Is functional programming faster in multithreading because I write things differently or because things are compiled differently?

Question

I'm diving into the world of functional programming and I keep reading everywhere that functional languages are better for multithreading/multicore programs. I understand how functional languages do a lot of things differently, such as recursion, random numbers etc but I can't seem to figure out if multithreading is faster in a functional language because it's compiled differently or because I write it differently.

For example, I have written a program in Java which implements a certain protocol.
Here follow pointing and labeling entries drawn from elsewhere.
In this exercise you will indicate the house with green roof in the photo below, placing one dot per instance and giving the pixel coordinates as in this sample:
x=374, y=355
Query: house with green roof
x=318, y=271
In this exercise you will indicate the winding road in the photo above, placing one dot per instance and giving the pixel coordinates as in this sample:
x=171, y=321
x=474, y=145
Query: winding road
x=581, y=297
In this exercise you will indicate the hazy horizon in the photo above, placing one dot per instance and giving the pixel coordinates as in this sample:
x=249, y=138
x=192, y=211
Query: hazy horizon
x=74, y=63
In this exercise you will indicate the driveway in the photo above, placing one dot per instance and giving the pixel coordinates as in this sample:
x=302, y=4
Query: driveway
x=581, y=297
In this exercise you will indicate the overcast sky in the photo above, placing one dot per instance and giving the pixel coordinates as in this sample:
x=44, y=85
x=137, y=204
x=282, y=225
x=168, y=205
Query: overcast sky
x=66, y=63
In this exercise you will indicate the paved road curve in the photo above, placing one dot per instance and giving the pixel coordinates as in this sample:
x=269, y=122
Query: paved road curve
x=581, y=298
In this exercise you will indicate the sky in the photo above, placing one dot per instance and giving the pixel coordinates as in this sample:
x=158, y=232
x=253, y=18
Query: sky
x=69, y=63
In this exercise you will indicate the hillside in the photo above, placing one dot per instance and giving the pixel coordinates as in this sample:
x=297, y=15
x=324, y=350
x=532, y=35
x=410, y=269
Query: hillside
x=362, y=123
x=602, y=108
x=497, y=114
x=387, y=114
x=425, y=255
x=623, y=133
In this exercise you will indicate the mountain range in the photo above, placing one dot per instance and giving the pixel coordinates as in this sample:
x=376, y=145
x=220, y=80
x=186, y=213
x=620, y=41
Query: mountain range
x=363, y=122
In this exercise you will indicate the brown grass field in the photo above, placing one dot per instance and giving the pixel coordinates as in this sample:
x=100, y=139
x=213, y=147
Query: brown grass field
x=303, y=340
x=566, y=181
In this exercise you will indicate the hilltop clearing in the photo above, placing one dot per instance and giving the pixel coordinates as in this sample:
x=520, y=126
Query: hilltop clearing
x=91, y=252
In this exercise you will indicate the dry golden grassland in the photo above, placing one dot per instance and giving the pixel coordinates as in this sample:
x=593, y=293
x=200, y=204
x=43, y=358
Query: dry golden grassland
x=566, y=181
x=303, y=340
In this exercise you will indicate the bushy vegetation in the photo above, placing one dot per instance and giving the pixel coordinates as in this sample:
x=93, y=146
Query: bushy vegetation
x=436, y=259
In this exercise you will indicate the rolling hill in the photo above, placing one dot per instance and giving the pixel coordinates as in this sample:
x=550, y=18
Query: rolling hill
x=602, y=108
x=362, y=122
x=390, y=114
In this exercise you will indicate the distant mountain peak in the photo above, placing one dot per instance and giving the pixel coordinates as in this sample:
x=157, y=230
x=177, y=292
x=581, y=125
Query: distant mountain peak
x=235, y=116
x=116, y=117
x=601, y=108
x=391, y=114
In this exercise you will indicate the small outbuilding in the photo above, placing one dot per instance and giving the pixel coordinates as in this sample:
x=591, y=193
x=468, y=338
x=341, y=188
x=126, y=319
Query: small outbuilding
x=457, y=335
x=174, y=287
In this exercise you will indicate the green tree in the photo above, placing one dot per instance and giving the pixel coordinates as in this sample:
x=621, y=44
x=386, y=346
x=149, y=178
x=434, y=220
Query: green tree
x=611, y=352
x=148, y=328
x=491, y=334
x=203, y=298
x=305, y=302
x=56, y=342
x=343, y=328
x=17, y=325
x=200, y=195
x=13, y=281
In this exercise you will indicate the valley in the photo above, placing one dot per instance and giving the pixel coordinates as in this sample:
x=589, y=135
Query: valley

In this protocol the two parties send and receive to each other thousands of messages, they encrypt those messages and resend them (and receive them) again and again. As expected, multithreading is key when you deal in the scale of thousands. In this program there's no locking involved.

If I write the same program in Scala (which uses the JVM), will this implementation be faster? If yes, why? Is it because of the writing style? If it is because of the writing style, now that Java includes lambda expressions, couldn't I achieve the same results using Java with lambda? Or is it faster because Scala will compile things differently?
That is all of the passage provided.